The 24-h sodium excretion was estimated by urinary sodium-creatinine ratio. Urinary albumin-creatinine ratio (UACR), reflecting renal arterial damage, was also determined. The central retinal arteriolar equivalent (CRAE) was detected by fundus photography and was further analyzed by semi-quantitative software.

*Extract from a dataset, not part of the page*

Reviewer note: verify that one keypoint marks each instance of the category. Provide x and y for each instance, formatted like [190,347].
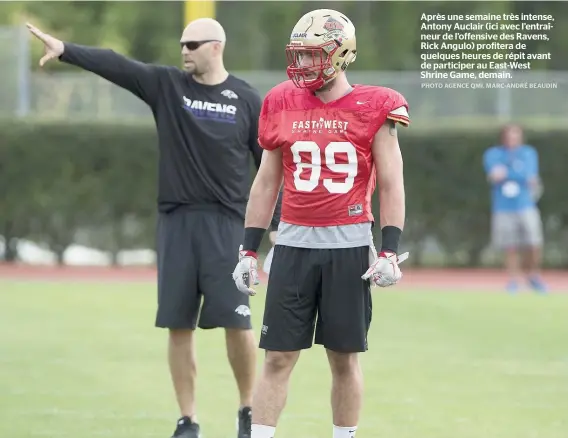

Participants included 951 hypertensive patients with the average sodium excretion of 11.62 ± 3.01 g. The sodium excretion was significantly higher (P < 0.01) in the hypertensive as compared to that of the non-hypertensive participants. Prevalence of hypertension was increased with increasing sodium excretion. The sodium excretion was positively correlated with systolic blood pressure (SBP) and diastolic blood pressure (DBP), respectively (r = 0.20 and 0.14; P < 0.01). Furthermore, UACR and CRAE were significantly (P < 0.01) different within the sodium excretion quartiles (Q1-Q4). After adjusting the confounding variables, such as age and sex, the binary logistic regression analysis showed that sodium excretion was an independent factor of UACR and CRAE (P < 0.01).
Our results suggest that sodium excretion in the hypertensive participants were higher. The high sodium excretion was related with the renal arterial damage as well as retinal arteriolar changes.